A marcha da maconha impedida e as chances da erva na Rússia

No momento, o código criminal russo proíbe produção, transporte, estocagem e uso de maconha.

No momento, o código criminal russo proíbe produção, transporte, estocagem e uso de maconha.

Global Look Press
Defesa da cannabis ainda é muito fraca no país, onde seus fortes opositores reforçam a proibição da erva. Mesmo assim, alguns setores da sociedade têm esperança de mudanças.

O popular rapper russo Guf afirmou recentemente que agradeceria a Pútin se tivesse oportunidade de fazê-lo. Logo após Pútin tomar o poder, no ano 2000, a Duma de Estado (câmara dos deputados na Rússia) aprovou a lei de anistia que  libertou o músico, que passou sete meses na prisão por posse de maconha.

Enquanto a frase poderia chocar muita gente vivendo em países onde a maconha foi descriminalizada, ela não surpreende ninguém na Rússia.

Atualmente, o código criminal russo proíbe produção, transporte, estocagem e uso de maconha. Qualquer dessas ações está sujeita a multa de quase R$ 2.200 ou até dois anos de penitenciária. A punição aumenta proporcionalmente ao volume de maconha em questão, podendo chegar a 10 ano de prisão se a quantidade exceder os 100 gramas. 

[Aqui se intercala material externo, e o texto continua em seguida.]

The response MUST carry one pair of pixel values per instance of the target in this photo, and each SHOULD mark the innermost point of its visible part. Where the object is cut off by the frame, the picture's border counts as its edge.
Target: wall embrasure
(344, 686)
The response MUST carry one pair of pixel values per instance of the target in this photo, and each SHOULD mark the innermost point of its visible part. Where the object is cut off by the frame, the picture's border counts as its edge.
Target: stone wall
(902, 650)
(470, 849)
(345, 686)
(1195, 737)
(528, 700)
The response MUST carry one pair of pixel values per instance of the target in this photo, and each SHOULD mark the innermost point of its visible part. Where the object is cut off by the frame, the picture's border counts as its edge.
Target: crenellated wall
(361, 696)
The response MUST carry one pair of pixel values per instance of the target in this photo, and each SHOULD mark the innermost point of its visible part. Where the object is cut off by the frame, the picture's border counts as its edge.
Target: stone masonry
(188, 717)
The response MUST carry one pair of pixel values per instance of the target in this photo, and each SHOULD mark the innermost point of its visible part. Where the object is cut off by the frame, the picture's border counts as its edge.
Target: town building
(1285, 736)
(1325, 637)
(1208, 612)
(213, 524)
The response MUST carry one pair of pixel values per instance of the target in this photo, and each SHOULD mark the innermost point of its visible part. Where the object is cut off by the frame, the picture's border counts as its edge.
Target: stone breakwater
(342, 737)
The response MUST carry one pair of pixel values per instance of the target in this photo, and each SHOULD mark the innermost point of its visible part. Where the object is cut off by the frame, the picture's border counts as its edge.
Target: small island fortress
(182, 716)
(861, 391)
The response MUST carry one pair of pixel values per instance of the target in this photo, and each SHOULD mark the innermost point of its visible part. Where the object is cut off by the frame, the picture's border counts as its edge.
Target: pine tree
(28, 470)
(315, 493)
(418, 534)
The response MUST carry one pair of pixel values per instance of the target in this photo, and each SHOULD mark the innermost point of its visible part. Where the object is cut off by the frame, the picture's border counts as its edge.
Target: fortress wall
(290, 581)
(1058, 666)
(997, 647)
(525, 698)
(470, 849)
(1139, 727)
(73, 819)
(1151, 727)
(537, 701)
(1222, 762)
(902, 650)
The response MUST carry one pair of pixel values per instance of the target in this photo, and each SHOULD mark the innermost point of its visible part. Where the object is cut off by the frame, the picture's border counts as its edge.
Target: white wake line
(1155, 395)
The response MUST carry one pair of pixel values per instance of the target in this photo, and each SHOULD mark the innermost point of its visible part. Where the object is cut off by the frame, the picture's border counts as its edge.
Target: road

Apesar das leis duras, porém, alguns grupos e indivíduos no país estão defendendo a legalização na esperança de ver um mercado descriminalizado para a maconha algum dia.

Marcha da maconha

Em maio de 2011, partidários da legalização se reuniram contra a polícia de Moscou no parque VDNKh. Sem permissão oficial para realizar uma marcha como parte de um evento global anual, os russos pró-maconha encontraram uma saída ao pedir aos seus partidários que fossem ao parque vestidos de vermelho, amarelo e verde para participar em uma “festividade do cânhamo” improvisada.

Antes da chegada à Fonte da Amizade dos Povos, os participantes perceberam que a polícia havia bloqueado todas as entradas, colocando um fim aos planos antes mesmo de eles começarem a se realizar.

Este é um cenário típico de qualquer tentativa de marcha da maconha em Moscou desde 2004, quando a polícia deteve 65 dos 200 participantes.

A julgar pela situação, o número de apoiadores da descriminalização que desejam abrir suas convicções é pequeno. Mesmo assim, muitos russos concordam com a descriminalização da maconha, mesmo sem “sair do armário”.

Para além das celebridades hip-hop tipicamente liberais, foi muito significativo quando, em abril de 2017, o apresentador de TV Vladímir Pozner argumentou a favor da legalização, afirmando que haveria uma grande queda no número de crimes ligados ao tráfico ilegal de drogas.

Médicos contra a erva

Na Rússia, a crença de que a maconha é inofensiva não é muito ampla. Enquanto a cannabis é usada em muitos outros países com propósitos médicos, os principais nomes da medicina oficial do país rejeitam fortemente até a menor possibilidade de legalização.

“Não vemos tal oportunidade para a Rússia. Por um lado, fumar maconha não é um hábito tão difundido na Rússia como nos EUA”, diz o vice-ministro da Saúde do país, Dmítri Kostennikov.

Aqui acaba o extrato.